O tradicional complexo militar-industrial norte-americano (conceito normalmente usado para referir o relacionamento entre a indústria do armamento e as forças armadas) é uma comunidade estreitamente ligada que promove os seus interesses à custa de nacionais e estrangeiros, muito mais vasta que a mera indústria de armamento, pois além do fornecimento de bens e serviços de guerra, inclui já a Academia (universidades e centros de formação), os meios de comunicação e empresas de tecnologia de informação.
A realidade é que na actualidade, quer a Academia quer as empresas tecnológicas dependem tanto dos contratos oriundos do Pentágono quanto a tradicional indústria de armamento, ampliando ainda mais o bem conhecido efeito perverso da economia de guerra, que se distingue pela oferta gerar a sua própria procura. Se dúvida houver sobre esta realidade, veja-se como o complexo militar-industrial promove e financia os grupos de reflexão (think tanks), ligados ou não à Academia, que identificam (ou fabricam) os “inimigos” que justificam as guerras actuais ou as futuras que o lobbying se encarregará de fazer reconhecer pelos decisores políticos, enquanto os meios de comunicação vão preparando a opinião pública para aceitar os novos esforços orçamentais e os custos económicos e socias dos sucessivos conflitos.
Mas as ligações e interdependências vão bem mais longe que o simples lobbying pode deixar antever. Não são apenas os negócios e os subornos que este modelo pressupõe ou origina, é ainda a relação de porta giratória entre todos estes intervenientes – a indústria de armamento, o Pentágono, os think tanks, os lobistas, os meios de comunicação e a classe política – que leva os mecanismos de suborno e de porta giratória da elaboração de políticas a alimentar uma cultura de corrupção.

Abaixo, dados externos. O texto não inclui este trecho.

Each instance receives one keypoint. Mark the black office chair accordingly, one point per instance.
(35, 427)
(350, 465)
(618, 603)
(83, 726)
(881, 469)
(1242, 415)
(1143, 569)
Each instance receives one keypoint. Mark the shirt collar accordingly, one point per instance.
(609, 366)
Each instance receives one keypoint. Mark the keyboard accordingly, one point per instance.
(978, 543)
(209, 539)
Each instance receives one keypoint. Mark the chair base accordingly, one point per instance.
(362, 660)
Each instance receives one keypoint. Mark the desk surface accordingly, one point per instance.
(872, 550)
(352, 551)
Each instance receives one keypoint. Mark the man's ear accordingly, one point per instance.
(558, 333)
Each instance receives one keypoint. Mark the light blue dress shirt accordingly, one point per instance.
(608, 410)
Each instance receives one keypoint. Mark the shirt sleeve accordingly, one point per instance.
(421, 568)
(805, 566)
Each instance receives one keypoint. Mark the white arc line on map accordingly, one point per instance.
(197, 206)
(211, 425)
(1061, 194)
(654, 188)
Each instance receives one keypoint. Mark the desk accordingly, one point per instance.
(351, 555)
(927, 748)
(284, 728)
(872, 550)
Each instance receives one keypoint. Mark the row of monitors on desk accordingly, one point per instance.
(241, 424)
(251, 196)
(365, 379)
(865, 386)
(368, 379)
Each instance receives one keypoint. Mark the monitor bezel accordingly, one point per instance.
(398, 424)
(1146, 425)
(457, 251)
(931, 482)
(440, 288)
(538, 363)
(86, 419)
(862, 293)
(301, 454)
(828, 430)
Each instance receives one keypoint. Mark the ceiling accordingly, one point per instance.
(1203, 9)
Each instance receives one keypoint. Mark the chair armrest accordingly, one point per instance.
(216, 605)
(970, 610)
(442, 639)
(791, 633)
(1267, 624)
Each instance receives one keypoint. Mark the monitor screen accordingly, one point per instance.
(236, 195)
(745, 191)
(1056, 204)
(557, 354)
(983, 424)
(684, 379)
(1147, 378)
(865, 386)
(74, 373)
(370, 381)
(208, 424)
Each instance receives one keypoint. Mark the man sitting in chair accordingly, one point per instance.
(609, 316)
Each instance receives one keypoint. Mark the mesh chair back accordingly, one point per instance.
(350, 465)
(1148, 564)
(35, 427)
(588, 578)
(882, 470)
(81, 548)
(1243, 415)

Existem ainda outros impactos desta cultura bélica, como sejam os elevados custos económicos e sociais internos, de que são exemplo as centenas de milhares de mortos e feridos norte-americanos e, no capítulo económico, a destruição do potencial de crescimento da economia do país, em resultado dos insuficientes investimentos na educação, saúde e infra-estruturas, e ainda, como vimos anteriormente, o acréscimo dos custos resultantes do elevado endividamento. No plano externo contabilizem-se os milhões de mortos, para não falar do fluxo de um ainda maior número de refugiados, sem esquecer que as guerras americanas arruinaram as economias de muitos países, minaram as religiões e os seus valores tradicionais, além de aniquilarem qualquer esperança de uma vida melhor aos povos dos países que delas foram alvo. Por fim, e não menos preocupante, é o facto de, contrariamente ao anunciado e desejado, a generalidade das guerras americanas terem agravado a segurança global e a protecção das populações.
Isto mesmo foi claramente afirmado em 2021, num artigo da Newsweek assinado por William M Arkin (Why america can’t end it’s “Forever Wars”), onde este jornalista e autor de várias obras sobre segurança nacional, expondo o tentáculo de interesses entre a indústria, a defesa e a política conclui que os EUA estão enredados numa teia de conflitos sem fim à vista.
Enquanto se publica isto nos EUA, por cá persiste o mais ensurdecedor ruído em torno da beatitude das opções ocidentais e um completo silêncio sobre os riscos da montanha de endividamento em que esta estratégia puramente imperialista continua a assentar.